RE: Aren't you tired trying to fill that void? - Leif Stelhammer - 24-04-2024

Ein Prinz aus dem Winterland mochte vielleicht nicht verstehen, was eine Prinzessin aus dem Frühlingsland bewegte, was sie glücklich machte und beschäftigte. Ein Mann mochte nicht verstehen, dass seine Frau sich tagtäglich anstrengte, sich an seine Welt anzupassen und ihm zu gefallen. Aber Leif war nicht dumm. Seine Heimat hatte ihn nicht erkalten lassen von den Gefühlen anderer, auch wenn das manchmal so wirkte. Nur weil er in der glücklichen Position war, als Mann nicht die vertraute Umgebung seiner Kindheit verlassen zu müssen, hieß das nicht gleich, dass er blind war für all die Mühe, die Aleena sich gab – und für den Schmerz, den er ihr zufügte.
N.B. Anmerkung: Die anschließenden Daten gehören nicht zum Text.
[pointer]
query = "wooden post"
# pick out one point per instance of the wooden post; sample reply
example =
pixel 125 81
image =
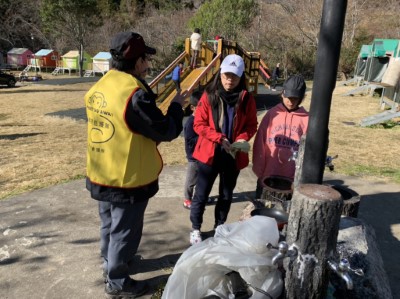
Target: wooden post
pixel 312 228
pixel 299 162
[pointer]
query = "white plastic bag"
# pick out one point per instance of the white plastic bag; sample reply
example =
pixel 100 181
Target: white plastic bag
pixel 241 247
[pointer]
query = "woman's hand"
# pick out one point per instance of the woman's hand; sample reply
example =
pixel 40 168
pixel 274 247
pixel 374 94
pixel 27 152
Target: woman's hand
pixel 226 145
Ein Blick reichte, um zu erkennen, dass sie seinen Witz nicht verstanden hatte, obwohl sie grinste, und irgendetwas sagte ihm, dass er seine Worte falsch gewählt hatte. Schon wieder. Immer wieder sagte er etwas Falsches ihr gegenüber; der Unterschied zwischen ihnen bestand lediglich darin, dass er aufgehört hatte, es überhaupt noch zu versuchen. Dann nahm er eben in Kauf, dass er mit seiner Frau nicht den Spaß haben konnte, den er sich wünschte, dieses halbe Lachen, das sie in diesem Moment miteinander teilten, würde schon genug sein. Zumindest, um über die nächsten Tage zu kommen. Irgendwie war es immer gerade genug.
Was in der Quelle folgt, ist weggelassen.